Incidentally, it's /kælk/, not /kɔ:k/ or /kɔl:k/;  I'm not sure I've ever heard it said, though – it's that sort of word.
</digression>
Oops  – left a bit out. See update.

L'Envoi 

So [and that is a subordinating conjunction, if that sort of thing bothers you] these two metaphors make a (fairly tenuous, admittedly) link  between the sublime and the ridiculous. Time's wingéd chariot, though...

b

PS Here's a clue:

Re-recording makes Midge Ure a really legendary creator. – (8)
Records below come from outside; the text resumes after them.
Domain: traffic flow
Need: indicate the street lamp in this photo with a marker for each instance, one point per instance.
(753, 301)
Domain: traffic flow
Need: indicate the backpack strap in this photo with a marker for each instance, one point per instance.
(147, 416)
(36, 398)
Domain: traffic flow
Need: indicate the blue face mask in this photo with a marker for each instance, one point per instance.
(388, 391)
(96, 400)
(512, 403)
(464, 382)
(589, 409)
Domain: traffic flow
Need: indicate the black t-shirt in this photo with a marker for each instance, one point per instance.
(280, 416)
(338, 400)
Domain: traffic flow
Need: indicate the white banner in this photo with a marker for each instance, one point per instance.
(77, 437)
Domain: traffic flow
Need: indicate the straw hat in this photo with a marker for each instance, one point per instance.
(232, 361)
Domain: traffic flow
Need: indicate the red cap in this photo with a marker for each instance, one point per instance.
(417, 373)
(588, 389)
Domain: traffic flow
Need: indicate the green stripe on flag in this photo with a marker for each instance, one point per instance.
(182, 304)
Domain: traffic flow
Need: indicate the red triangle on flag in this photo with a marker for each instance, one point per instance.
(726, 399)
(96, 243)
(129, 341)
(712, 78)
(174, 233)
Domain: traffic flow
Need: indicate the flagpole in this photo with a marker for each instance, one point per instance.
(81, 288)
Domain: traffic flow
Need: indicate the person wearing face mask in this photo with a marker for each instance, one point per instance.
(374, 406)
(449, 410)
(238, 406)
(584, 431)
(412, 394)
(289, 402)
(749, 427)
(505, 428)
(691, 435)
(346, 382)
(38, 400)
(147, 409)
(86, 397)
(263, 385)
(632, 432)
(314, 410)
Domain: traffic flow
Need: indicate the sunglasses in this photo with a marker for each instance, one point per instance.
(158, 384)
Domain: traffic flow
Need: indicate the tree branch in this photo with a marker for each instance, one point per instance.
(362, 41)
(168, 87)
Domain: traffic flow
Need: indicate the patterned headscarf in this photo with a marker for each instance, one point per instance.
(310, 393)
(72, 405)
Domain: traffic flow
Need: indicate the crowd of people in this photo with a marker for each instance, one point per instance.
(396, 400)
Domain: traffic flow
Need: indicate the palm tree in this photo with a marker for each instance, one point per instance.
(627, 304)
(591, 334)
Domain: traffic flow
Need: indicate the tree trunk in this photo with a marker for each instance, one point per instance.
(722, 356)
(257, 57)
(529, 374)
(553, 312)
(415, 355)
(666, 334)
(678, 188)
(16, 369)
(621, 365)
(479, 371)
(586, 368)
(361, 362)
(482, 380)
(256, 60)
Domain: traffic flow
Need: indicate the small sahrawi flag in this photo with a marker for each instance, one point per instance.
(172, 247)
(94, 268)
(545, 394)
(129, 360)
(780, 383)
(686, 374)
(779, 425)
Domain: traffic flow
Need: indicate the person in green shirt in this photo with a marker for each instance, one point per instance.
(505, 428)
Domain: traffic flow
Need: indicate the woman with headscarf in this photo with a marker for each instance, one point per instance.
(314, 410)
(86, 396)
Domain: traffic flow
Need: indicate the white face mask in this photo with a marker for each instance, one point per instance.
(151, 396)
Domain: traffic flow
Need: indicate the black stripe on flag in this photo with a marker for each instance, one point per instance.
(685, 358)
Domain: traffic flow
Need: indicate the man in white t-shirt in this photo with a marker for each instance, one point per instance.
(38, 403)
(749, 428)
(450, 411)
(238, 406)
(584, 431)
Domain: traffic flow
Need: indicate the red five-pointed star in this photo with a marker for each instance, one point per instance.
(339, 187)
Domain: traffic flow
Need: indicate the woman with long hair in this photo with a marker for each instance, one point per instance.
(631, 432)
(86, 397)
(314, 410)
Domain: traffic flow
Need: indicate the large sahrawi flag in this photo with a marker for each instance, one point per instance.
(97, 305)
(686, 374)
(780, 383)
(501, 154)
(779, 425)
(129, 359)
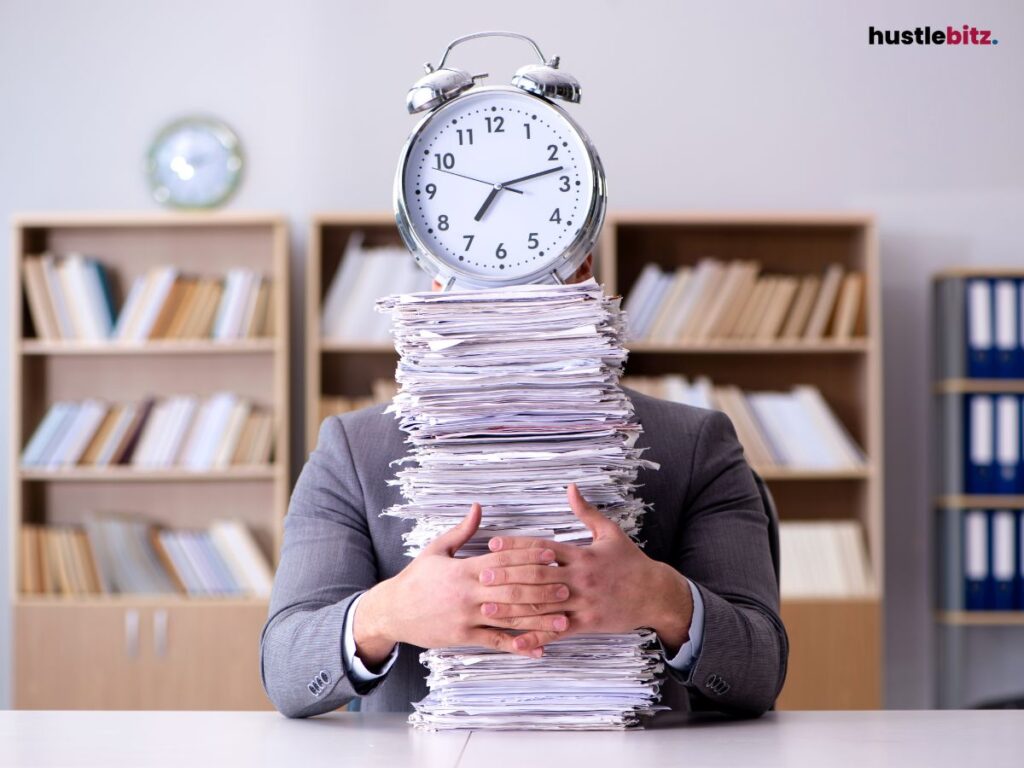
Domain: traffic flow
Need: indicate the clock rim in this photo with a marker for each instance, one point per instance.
(224, 133)
(560, 267)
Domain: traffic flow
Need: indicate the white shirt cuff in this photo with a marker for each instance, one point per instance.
(352, 662)
(687, 654)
Updat: 2017.01.17.11:45  – Added PPS

PPS
Sorry  – I missed out a bit of the argument: what links Trump to pontifex? Given a pontiff,  together with a belief in his infallibility, you get an action verb: pontificate  – to say what must be true, on the highest authority.  In a way familiar to students of language ...
<digression theme="semantic somersaults">
(here I mentioned the link between glamour and grammar, as discussed by David Crystal in The Story of English in 100 Words. You can read Crystal's discussion for yourself, but I would go a bit further; as I said in that post:
...This is the root of the word glamour, which came to refer to charm or attractiveness in the early twentieth century. Crystal doesn't say so, but it seems likely to me that Hollywood had something to do with it. The progression from wizardry to smoke & mirrors to magic lantern shows to movies strikes me as a fairly likely one.
</digression>
... the meaning flipped. From being a Good Thing (telling the truth, unquestionably) it became a Bad Thing (shooting your mouth off on subjects you have a shaky grasp of and expecting to be believed unquestioningly). Trumpery? You make the link.